Question

The area (in sq. units) of the region bounded by the curves \( y = 4 \cos x \) and \( y = -|\cos x| \) from \( x = -\frac{\pi}{2} \) to \( x = \frac{\pi}{2} \) is:

• A. 6
• B. 8
• C. 12
• D. 10

Hint:

When dealing with absolute value functions, break them into pieces based on their sign, and then compute the area by integrating the difference of the functions.

Answer 1

The Correct Option is D

We are given two curves: \[ y = 4 \cos x \quad \text{and} \quad y = -|\cos x| \] The area enclosed between these curves can be found by integrating the difference of the two curves over the interval \( x = -\frac{\pi}{2} \) to \( x = \frac{\pi}{2} \).
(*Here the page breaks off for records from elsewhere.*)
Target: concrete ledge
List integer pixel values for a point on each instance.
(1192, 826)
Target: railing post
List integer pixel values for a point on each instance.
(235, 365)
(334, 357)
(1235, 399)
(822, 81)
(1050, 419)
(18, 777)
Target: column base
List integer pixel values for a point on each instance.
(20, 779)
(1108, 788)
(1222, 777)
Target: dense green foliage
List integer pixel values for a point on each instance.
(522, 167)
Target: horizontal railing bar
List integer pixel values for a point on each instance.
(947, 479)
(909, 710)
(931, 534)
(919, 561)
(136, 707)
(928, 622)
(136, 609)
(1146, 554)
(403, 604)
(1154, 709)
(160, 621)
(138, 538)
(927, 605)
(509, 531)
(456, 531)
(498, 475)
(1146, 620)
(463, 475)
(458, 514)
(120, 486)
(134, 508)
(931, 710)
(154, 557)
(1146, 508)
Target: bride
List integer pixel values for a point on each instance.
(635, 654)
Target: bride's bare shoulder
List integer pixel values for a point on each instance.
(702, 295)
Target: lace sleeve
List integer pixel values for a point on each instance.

First, observe that \( y = -|\cos x| \) will be equivalent to \( y = -\cos x \) in the interval \( x = -\frac{\pi}{2} \) to \( x = \frac{\pi}{2} \), since cosine is non-negative in the given range. The area is given by: \[ \text{Area} = \int_{-\frac{\pi}{2}}^{\frac{\pi}{2}} \left[ 4 \cos x - (-\cos x) \right] dx \] \[ \text{Area} = \int_{-\frac{\pi}{2}}^{\frac{\pi}{2}} 5 \cos x \, dx \] Now, integrate: \[ \text{Area} = 5 \left[ \sin x \right]_{-\frac{\pi}{2}}^{\frac{\pi}{2}} \] \[ \text{Area} = 5 \left[ \sin\left(\frac{\pi}{2}\right) - \sin\left(-\frac{\pi}{2}\right) \right] \] \[ \text{Area} = 5 \left[ 1 - (-1) \right] = 5 \times 2 = 10 \] Thus, the correct answer is option (4), \( \text{Area} = 10 \).